A yellow-green and russet nephrite 'noble occupations' snuff bottle
Master of the Rocks school, 17401830 6.62cm high.
Treasury 1, no. 138
The Belfort Noble Occupations Jade
Nephrite of pebble material; very well hollowed, with a recessed foot; carved with a landscape scene with a towering rocky crag from which a pine tree grows above a scholar seated in a waterside pavilion gazing out over a woodcutter bearing his bundle of sticks over his shoulder, a buffalo, and a fisherman, the line from his rod dangling in the turbulent waters of a stream with lingzhi growing from its banks, the narrow sides with mask-and-ring handles, the foot carved with a rock set amidst cresting waves Master of the Rocks school, 17401830 Height: 6.62 cm Mouth/lip: 0.51/1.65 cm Stopper: jadeite; glass collar
Condition: Cutting line in the surface below one ring handle, part of original process. Small chip neatly ground out of back of outer lip rim. Otherwise workshop condition
Provenance: Hugh Moss The Belfort Collection (1986)

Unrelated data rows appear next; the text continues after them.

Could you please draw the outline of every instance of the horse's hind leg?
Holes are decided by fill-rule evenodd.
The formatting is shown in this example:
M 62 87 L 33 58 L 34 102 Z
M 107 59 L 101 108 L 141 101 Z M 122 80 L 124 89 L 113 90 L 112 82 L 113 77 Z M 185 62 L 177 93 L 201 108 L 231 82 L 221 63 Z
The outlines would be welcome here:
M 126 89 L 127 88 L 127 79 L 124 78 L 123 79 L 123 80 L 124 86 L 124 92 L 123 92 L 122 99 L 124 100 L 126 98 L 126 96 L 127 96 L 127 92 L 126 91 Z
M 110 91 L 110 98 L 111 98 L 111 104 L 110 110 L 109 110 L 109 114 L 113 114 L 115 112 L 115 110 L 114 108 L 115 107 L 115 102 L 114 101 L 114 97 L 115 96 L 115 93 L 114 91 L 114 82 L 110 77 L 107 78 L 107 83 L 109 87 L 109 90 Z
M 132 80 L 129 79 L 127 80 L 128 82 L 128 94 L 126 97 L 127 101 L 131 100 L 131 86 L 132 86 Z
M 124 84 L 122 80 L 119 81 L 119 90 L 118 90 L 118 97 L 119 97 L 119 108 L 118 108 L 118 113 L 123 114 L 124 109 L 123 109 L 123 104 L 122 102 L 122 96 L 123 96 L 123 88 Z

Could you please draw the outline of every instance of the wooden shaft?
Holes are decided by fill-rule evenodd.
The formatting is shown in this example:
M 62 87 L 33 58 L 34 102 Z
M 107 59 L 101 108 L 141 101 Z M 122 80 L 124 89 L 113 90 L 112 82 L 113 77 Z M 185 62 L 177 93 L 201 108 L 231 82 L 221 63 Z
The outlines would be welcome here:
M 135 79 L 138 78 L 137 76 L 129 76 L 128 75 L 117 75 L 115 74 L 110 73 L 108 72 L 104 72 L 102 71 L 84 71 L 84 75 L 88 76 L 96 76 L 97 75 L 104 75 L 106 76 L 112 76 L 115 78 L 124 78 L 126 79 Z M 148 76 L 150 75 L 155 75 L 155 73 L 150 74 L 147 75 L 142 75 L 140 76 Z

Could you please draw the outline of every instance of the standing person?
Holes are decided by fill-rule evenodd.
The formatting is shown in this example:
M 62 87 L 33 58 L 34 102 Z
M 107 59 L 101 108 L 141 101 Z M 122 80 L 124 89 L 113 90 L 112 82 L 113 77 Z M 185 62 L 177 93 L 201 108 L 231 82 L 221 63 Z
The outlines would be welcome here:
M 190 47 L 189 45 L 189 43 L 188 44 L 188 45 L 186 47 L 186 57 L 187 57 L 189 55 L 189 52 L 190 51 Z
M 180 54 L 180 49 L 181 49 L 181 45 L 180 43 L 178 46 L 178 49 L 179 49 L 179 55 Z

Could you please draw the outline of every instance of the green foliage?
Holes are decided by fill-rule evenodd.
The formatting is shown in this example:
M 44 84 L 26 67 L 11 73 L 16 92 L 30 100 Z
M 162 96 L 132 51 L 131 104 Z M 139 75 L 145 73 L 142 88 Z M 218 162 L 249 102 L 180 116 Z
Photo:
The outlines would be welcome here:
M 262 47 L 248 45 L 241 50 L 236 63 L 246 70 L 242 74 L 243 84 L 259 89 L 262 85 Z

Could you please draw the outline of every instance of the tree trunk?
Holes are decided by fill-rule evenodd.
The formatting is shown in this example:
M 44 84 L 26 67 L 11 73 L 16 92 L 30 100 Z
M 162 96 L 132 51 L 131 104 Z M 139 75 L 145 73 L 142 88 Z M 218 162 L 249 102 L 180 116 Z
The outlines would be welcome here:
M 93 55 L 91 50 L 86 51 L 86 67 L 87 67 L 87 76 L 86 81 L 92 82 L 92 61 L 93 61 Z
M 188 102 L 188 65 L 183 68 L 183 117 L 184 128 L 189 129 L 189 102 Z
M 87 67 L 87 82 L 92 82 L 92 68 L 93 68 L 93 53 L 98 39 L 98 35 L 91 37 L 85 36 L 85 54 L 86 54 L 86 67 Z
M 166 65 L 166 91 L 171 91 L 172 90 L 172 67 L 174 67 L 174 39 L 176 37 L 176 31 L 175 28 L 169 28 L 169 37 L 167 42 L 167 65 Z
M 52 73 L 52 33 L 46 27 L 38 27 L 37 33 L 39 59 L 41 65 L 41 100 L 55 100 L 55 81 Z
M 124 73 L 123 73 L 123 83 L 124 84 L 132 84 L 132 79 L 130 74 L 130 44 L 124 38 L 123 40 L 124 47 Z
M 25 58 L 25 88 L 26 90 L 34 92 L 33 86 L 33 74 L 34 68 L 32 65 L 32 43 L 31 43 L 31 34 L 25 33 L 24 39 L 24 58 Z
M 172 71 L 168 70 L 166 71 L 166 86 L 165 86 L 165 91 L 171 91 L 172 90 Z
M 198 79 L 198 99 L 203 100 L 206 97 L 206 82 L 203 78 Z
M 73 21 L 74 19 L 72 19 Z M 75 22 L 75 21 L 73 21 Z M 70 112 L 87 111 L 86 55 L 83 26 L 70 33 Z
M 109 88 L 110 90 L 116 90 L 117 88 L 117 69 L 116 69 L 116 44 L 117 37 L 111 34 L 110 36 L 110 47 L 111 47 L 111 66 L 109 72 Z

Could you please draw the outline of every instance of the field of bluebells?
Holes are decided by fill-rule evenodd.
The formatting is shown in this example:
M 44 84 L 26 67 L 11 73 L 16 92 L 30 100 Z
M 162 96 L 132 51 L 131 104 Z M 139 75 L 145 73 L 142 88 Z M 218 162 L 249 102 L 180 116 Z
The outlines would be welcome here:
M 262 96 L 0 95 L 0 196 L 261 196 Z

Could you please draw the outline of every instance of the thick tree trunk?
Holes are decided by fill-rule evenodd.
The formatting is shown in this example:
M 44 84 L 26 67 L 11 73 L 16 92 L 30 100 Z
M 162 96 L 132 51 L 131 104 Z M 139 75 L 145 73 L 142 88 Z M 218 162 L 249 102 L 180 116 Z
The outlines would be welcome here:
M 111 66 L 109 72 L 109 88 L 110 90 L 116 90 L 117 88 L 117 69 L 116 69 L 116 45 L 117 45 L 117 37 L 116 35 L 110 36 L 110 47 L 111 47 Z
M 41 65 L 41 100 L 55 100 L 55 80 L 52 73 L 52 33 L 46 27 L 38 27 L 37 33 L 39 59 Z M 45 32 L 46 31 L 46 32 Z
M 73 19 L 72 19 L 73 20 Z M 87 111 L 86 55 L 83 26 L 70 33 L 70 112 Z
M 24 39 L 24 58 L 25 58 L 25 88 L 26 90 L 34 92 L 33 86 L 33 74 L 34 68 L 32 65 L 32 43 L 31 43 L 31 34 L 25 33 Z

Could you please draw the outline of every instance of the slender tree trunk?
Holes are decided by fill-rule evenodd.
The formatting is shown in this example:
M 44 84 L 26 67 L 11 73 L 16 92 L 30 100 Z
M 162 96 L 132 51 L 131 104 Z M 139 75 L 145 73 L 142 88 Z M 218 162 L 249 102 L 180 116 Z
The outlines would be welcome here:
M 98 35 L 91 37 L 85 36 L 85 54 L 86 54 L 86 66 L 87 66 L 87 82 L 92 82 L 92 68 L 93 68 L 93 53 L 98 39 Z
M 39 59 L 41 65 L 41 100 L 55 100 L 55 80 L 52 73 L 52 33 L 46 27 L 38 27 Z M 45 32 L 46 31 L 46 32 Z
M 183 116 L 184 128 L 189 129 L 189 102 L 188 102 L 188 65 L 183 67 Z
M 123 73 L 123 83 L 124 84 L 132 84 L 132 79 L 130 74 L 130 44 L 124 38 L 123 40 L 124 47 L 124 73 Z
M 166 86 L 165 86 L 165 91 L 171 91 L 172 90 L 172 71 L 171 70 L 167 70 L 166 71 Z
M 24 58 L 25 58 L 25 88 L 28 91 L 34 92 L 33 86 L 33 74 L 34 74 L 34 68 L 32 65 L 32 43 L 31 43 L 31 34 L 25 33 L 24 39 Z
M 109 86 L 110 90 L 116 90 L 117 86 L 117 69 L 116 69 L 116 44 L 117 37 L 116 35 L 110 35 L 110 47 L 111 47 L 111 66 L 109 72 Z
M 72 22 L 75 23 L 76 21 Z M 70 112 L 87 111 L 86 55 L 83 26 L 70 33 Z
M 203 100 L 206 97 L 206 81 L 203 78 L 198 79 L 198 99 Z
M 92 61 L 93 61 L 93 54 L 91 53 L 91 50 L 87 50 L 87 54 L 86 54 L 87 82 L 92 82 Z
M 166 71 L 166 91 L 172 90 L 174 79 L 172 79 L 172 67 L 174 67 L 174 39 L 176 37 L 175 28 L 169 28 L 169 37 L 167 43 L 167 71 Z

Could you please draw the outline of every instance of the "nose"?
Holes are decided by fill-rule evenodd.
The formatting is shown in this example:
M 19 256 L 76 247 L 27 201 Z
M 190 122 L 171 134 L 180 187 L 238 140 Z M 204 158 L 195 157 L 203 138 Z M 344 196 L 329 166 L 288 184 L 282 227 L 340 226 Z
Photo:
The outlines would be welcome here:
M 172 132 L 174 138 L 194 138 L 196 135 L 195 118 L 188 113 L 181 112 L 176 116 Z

Exhibited: Hong Kong Museum of Art, OctoberDecember 1978 L'Arcade Chaumet, Paris, June 1982 Sydney L. Moss Ltd., London, October 1987 Creditanstalt, Vienna, MayJune 1993 British Museum, JuneOctober 1995 Christie's, London, 1999
Commentary: As is standard for the Master of the Rocks school, this favourite subject (the four Noble Occupations) is entirely rethought as a composition to match the material; and, as with Treasury 1, no. 138, the artist playfully uses the buffalo to stand in for an absent farmer. he carving of this example is exemplary and of the high quality which is standard for the best works of the school. Apart from wholly fluent and confident composition and carving of the relief subject, exemplified by the almost miraculous thinness and straightness of the fisherman's rod and line, the ground plane is as smoothly separated from the relief carving through the network of relief as any hardstone carving from China. Mentally remove the relief plane, and the formal integrity of the ground plane would still be extraordinary and the equal of a plain, undecorated bottle of the finest quality. Miraculously, this is also achieved here while leaving the entire ground with a slightly matt finish so that no unduly glossy reflection can interfere with a comfortable reading of the relief. This feature is often found with this school.
Also standard to the school is the concentration of subject matter in the skin colour. The core material is left entirely undecorated, apart from one mask handle, and for the other, the artist has even managed to use the skin colour for the beast's head. The handles themselves are typical for the school, with the long, floppy ears framing the face and the slightly elongated, oval rings. Although bottles of this school often continue the carving beneath the foot, in this case the carver has stopped short at the base of the bottle, leaving a plain area instead. This is one example of the subtle variations that make this school so appealing.
In a further innovation, the carver has, within the footrim and overlapping it on two sides, carved a rock in a turbulent stream as a continuation of the subject and the energy of the lower area of the main design. The probable reason for this, since the skin could obviously have accommodated a continuation in the normal manner, is that the entire subject is set on a flat, oval panel, the integrity of which would have been compromised by such continuation. This device frames the extraordinary carving of the main subject and concentrates attention on it, tending to confine the eye within its borders, which ideally suits the subject and the form. Another masterly touch is the use of the skin colour for the entire foot, suggesting a reference to glass overlay bottles that were so popular at the time when the Master of the Rocks school would have been producing its finest works.